Pursuant to Section 65DAA(5)(e) the court is able to consider such other matters as the court considers relevant when determining whether it is reasonably practicable for a child to spend equal or substantial and significant time. I note that section 65DAA(5)(c) touches on the parents relationship. In my view communication is only one element in the parent’s relationship that if good promotes equal or substantial and significant time as being practicable. I propose what I shall term as “the three C’s” as being a desirable feature of the parties parenting relationship. The “three C’s” are that of good communication, co-operation and compromise in the parties parenting relationship.
Where the court finds that the two concepts of equal time or substantial and significant time are unable to provide an outcome that promotes a child’s best interests or is reasonably practicable a child or children’s living and spending time arrangements are to be determined in accordance with the child’s best interests see the case of Goode & Goode (2006) FLC 93-286. The effect of Section 60CA provides that the court must regard the best interest of the child as the paramount consideration as determined by a consideration of the factors at Section 60CC. The court shall determine the weight to be given to the various factors at Section 60CC, be they primary or additional considerations or considerations arising from a particular issue in a case, but not specifically referred to in the Act.
The order in which the court follows the legislative framework at Section 60CC, 61DA and 65DAA has been considered by the court.
In Goode & Goode the Full Court at 82 considered the order in which the legislative pathway was to be followed in interim decisions stating:
i)In an interim case that would involve the following:
(a)identifying the competing proposals of the parties;
(b)identifying the issues in dispute in the interim hearing;
(c)identifying any agreed or uncontested relevant facts;
(d)considering the matters in s 60CC that are relevant and, if possible, making findings about them (in interim proceedings there may be little uncontested evidence to enable more than a limited consideration of these matters to take place);
(e)deciding whether the presumption in s 61DA that equal shared parental responsibility is in the best interests of the child applies or does not apply because there are reasonable grounds to believe there has been abuse of the child or family violence or, in an interim matter, the Court does not consider it appropriate to apply the presumption;
(f)if the presumption does apply, deciding whether it is rebutted because application of it would not be in the child’s best interests;
(g)if the presumption applies and is not rebutted, considering making an order that the child spend equal time with the parents unless it is contrary to the child’s best interests as a result of consideration of one or more of the matters in s 60CC, or impracticable;
(h)if equal time is found not to be in the child’s best interests, considering making an order that the child spend substantial and significant time as defined in s 65DAA(3) with the parents, unless contrary to the child’s best interests as a result of consideration of one or more of the matters in s 60CC, or impracticable;
(i)if neither equal time nor substantial and significant time is considered to be in the best interests of the child, then making such orders in the discretion of the Court that are in the best interests of the child, as a result of consideration of one or more of the matters in s 60CC;
(j)if the presumption is not applied or is rebutted, then making such order as is in the best interests of the child, as a result of consideration of one or more of the matters in s 60CC; and
(k)even then the Court may need to consider equal time or substantial and significant time, especially if one of the parties has sought it or, even if neither has sought it, if the Court considers after affording procedural fairness to the parties it to be in the best interests of the child.

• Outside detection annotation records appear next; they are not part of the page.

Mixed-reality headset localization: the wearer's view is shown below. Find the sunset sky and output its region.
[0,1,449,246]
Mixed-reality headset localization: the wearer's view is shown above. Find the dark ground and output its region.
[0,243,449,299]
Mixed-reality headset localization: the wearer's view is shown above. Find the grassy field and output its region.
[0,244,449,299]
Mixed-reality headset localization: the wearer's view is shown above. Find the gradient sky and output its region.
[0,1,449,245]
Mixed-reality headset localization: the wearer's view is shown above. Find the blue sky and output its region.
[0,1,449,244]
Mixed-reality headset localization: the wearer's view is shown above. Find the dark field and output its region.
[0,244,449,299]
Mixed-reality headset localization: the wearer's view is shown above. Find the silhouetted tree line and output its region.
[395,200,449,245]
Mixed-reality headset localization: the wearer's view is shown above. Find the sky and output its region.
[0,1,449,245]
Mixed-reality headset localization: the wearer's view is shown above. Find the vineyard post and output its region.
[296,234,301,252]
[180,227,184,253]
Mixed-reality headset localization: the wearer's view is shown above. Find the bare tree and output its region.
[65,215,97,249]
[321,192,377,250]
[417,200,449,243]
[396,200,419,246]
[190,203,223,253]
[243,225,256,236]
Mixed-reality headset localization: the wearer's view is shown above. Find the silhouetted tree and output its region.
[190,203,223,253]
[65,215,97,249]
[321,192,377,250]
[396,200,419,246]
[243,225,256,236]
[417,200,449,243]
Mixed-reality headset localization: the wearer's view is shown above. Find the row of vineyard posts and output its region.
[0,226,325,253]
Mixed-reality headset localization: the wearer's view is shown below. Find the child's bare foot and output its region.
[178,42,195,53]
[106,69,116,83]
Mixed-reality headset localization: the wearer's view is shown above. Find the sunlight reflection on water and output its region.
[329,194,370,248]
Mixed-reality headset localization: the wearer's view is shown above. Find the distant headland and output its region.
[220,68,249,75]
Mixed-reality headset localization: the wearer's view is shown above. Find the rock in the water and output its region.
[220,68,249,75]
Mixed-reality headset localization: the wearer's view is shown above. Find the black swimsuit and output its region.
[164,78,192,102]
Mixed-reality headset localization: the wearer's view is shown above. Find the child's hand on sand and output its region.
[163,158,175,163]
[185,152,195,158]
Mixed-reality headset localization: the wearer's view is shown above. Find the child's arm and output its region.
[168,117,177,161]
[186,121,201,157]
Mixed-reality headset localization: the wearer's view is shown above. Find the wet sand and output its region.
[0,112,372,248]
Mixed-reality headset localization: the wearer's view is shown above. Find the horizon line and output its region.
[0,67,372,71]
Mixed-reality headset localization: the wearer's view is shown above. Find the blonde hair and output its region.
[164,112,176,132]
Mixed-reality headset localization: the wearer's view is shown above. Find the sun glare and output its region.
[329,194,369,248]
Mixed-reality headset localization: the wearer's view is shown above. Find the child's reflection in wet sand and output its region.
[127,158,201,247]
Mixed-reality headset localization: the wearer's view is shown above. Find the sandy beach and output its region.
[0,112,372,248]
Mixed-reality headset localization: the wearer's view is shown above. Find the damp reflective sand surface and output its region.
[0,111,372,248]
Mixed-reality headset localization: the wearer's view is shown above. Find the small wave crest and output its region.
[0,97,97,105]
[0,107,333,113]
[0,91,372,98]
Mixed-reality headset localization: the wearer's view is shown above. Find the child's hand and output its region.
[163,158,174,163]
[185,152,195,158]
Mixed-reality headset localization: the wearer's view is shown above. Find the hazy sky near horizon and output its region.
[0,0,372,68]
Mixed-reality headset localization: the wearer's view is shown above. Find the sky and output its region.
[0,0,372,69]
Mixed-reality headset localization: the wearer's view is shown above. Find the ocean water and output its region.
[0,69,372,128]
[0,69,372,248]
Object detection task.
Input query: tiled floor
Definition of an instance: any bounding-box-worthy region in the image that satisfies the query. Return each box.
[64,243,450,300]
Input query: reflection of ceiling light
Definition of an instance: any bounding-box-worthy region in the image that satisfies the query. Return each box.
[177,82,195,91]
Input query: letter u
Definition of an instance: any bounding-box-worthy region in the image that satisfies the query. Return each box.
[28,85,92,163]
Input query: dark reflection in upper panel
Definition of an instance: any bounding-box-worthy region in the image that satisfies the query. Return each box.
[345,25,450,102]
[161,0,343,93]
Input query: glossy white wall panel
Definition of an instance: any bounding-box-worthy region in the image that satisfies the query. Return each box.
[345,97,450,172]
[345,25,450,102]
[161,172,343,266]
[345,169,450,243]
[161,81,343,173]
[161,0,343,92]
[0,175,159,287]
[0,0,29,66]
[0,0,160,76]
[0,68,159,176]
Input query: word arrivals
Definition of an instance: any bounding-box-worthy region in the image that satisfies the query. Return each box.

The legislative pathway to be followed when determining matters on final basis was considered by the Full Court of the Family Court in Starr & Duggan [2009] FamCAFC 115, in which Boland, Thackray and Watts JJ stated at paragraph 38:
“However, it is important to emphasise (as was made clear in Taylor & Barker and Sealey & Archer [2008] FamCAFC 142) that the legislation does not mandate consideration of the relevant sections in any particular order, although a logical approach is to:
·first make findings concerning the relevant s 60CC factors;
·then consider (based on the s 60CC findings) whether equal time or substantial and significant time is in the child’s best interests; and
·then consider whether such arrangements are reasonably practicable by addressing the matters referred to in s 65DAA(5) – which may be done by referring back to the earlier s 60CC findings.”
Consideration of Section 60CC
I propose to first deal with those considerations as set at Section 60CC (3).
Section 60CC (3)(a). I note that both X and Y have expressed views in this matter. X has expressed a view that he desires to live in a shared parenting arrangement. I am however cautioned against accepting X’s views by the Family Consultant in the matter Mr C who unlike me has had the benefit of actually meeting with and speaking to the children. I note that X is highly confident the applicant mother will remain free of alcohol. I accept the Family Consultants warning and therefore am not persuaded that X’s views should hold significant weight in circumstances where X is, based on the family consultant’s opinion, possibly avoiding disappointing one parent over the other while mindful of his desire that his mother does not return to return to alcohol abuse.
Y expressed a clear desire to live with her father and spend substantial and significant time with her mother. At age 9 Y could also experience the desire not to upset either parent by not choosing between them. Like her brother, Y holds a desire that her mother not return to alcohol abuse. Given Y’s age, maturity and probably level of understanding I give her view’s some but little weight. What is clear however is that both children have expressed a view that they would like to live with the father be it equally or predominantly.
60CC(b) This is not a matter where the children are estranged from either parent and I accept that both children enjoy a strong bond with both parents. I am concerned that the nature of the children’s relationship with both parents could significantly change if the children’s confidence in the mother is broken by her return to alcohol abuse. I am satisfied that the children enjoy a good relationship with their maternal grandparents with whom the mother is currently residing.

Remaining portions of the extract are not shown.